Немного погодя Мария поднялась, в темноте поцеловала меня и стащила с кровати простыни. В комнате было хоть глаза выколи, с улицы свет не проходил совсем, потому что мы спустили плотные шторы; я удивился, откуда она знает, что сейчас надо делать: почему снимает простыни и открывает окно.
— Я пойду в ванную, а ты помойся здесь, — шепнула она, потянув меня за руку; я встал, и она в темноте повела меня в тот угол, где был умывальник; а потом помогла нащупать кувшин с водой, мыльницу и таз. Сама она вышла с простынями под мышкой. Я помылся и снова лег в кровать, мне было непонятно, куда пропала Мария, отчего не несет чистое белье. Я смертельно устал и в то же время радовался, что могу думать о проклятом Гунтере, не испытывая страха, а потом мне опять стало страшно, как бы с Марией не случилось худого. В интернате у нас рассказывали бог знает какие ужасы. Лежать без простыни на одном матраце, к тому же старом и продавленном, было не так-то приятно, тем более что на мне была только нижняя рубашка и я продрог. Я снова начал думать об отце Марии. Старого Деркума считали у нас коммунистом, но после войны, когда его собирались сделать бургомистром, коммунисты позаботились о том, чтобы он им не стал. Однако Деркум приходил в бешенство, если я сваливал в одну кучу нацистов и коммунистов.
— Громадная разница, дорогой мой, умирает ли человек на войне, развязанной фирмой жидкого мыла, или же гибнет за идею, в которую стоит верить.
Я до сих пор не могу понять, кем он был на самом деле, но когда Кинкель как-то в моем присутствии назвал его «гениальным сектантом», мне захотелось плюнуть Кинкелю в лицо. Старый Деркум — один из немногих людей, которые внушали мне уважение. Он был худой, желчный человек и выглядел гораздо старше своих лет; курил он одну сигарету за другой, и от этого в груди у него всегда что-то клокотало. Ожидая Марию, я слышал, как он надсадно кашлял у себя в спальне, и казался себе подлецом, хотя знал, что это не так. Однажды Деркум сказал мне:
— Знаешь ли ты, почему в домах богачей, в таких, как ваш, комнаты для прислуги всегда помещают рядом с комнатами подрастающих сыновей? Я тебе это разъясню: богачи издревле спекулируют на человеческой природе и на чувстве сострадания.
Я хотел, чтобы он спустился вниз и застал меня в кровати Марии, но сам я не мог пойти к нему и, так сказать, «доложить» о случившемся.

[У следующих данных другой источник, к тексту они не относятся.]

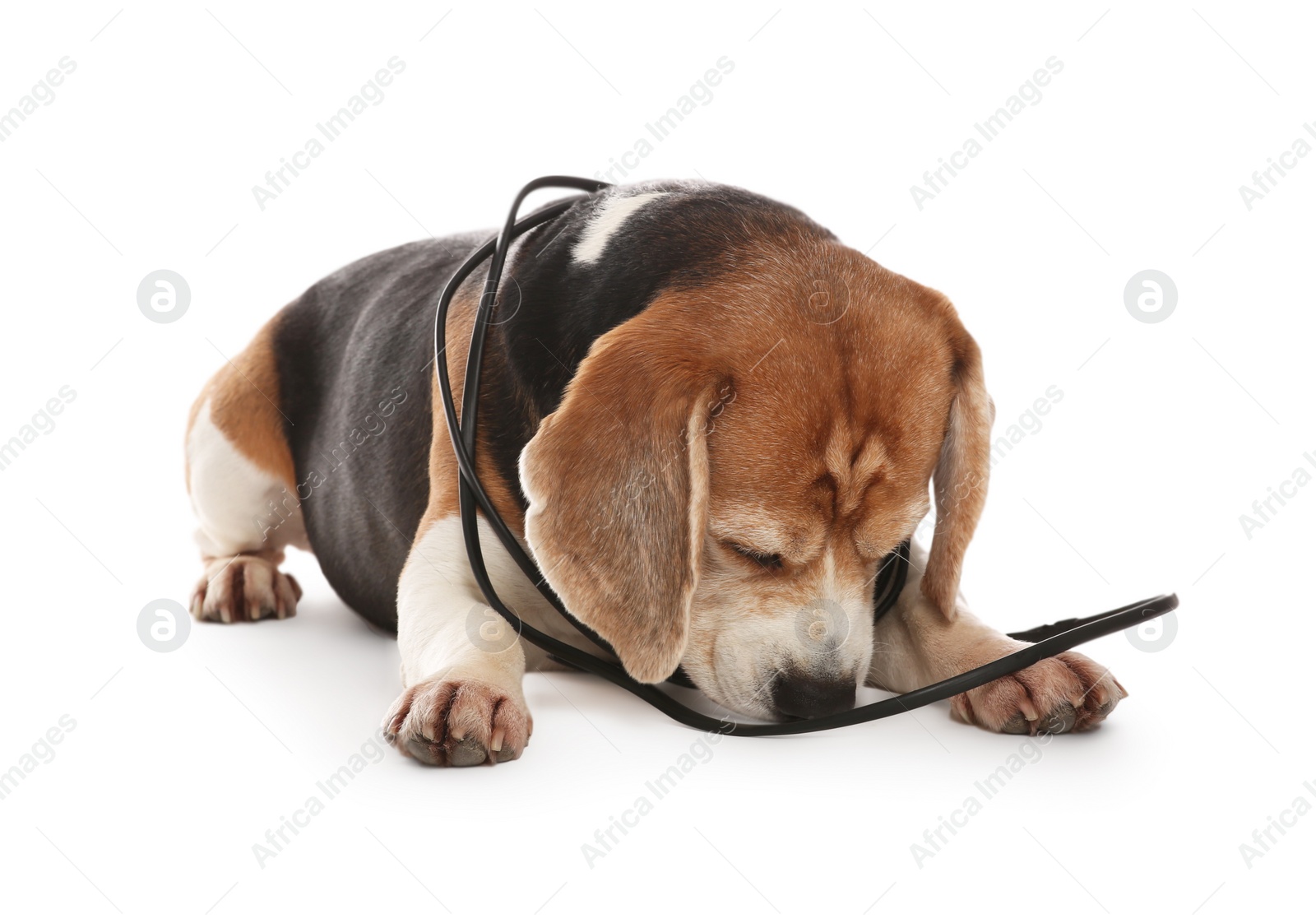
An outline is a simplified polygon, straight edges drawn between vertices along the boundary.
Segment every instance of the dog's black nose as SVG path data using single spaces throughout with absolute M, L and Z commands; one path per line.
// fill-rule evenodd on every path
M 854 707 L 854 681 L 783 673 L 772 682 L 772 704 L 787 718 L 834 715 Z

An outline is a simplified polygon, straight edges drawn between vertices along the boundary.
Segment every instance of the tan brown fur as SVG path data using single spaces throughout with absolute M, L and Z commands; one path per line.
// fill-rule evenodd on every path
M 191 432 L 196 415 L 211 402 L 211 420 L 247 460 L 296 490 L 292 452 L 279 412 L 279 369 L 274 354 L 278 316 L 246 349 L 225 362 L 205 383 L 187 417 Z M 188 471 L 191 486 L 191 471 Z

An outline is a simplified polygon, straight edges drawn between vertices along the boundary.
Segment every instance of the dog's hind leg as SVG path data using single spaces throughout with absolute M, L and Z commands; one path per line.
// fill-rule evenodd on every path
M 211 378 L 192 406 L 187 487 L 205 566 L 192 594 L 197 619 L 284 619 L 301 598 L 297 582 L 278 570 L 287 545 L 308 545 L 278 406 L 272 333 L 274 321 Z

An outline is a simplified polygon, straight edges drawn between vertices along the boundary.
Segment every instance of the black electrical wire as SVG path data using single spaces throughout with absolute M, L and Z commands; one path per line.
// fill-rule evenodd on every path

На улице рассвело. Мне было холодно, убогая обстановка комнаты удручала меня. Деркумы уже давно считались людьми, катившимися по наклонной плоскости, и приписывалось это «политическому фанатизму» отца Марии. Раньше у них была своя маленькая типография, карликовое издательство и книжный магазин, но сейчас от всего этого осталась только писчебумажная лавчонка, в которой Деркум продавал школьникам всякую всячину, даже сладости. Как-то отец сказал мне:
— Видишь, до чего может довести фанатизм, а ведь после войны Деркум, как человек, преследовавшийся нацистами, первым получил разрешение издавать собственную газету.
Как ни странно, я никогда не считал Деркума фанатиком, возможно, мой отец просто путал фанатизм с верностью самому себе. Отец Марии не хотел даже торговать молитвенниками, хотя на молитвенниках он мог бы немного подработать, особенно перед церковными праздниками.
В комнате Марии стало совсем светло, и я понял, до чего они на самом деле бедны — в шкафу у нее висело всего три платья: темно-зеленое, мне казалось, что она носит его уже сто лет, светло-желтое, и это платье вконец истрепалось, и чудной темно-синий костюм, который она всегда надевала во время церковных процессий. Кроме того, у нее было еще старое зимнее пальто бутылочного цвета и всего три пары туфель. На секунду у меня возникло желание встать и выдвинуть ящики шкафа, чтобы бросить взгляд на ее белье, но потом я отказался от этой мысли. Наверное, я не смог бы ни при каких обстоятельствах рыться в белье женщины, даже если бы она считалась моей наизаконнейшей супругой. Ее отец уже давно перестал кашлять. Когда Мария наконец-то появилась, было уже начало седьмого. И я опять порадовался, что сделал с ней то, что всегда хотел сделать; я поцеловал ее и почувствовал себя счастливым, потому что она улыбалась. Она положила мне руки на шею, они были холодные, как ледышки.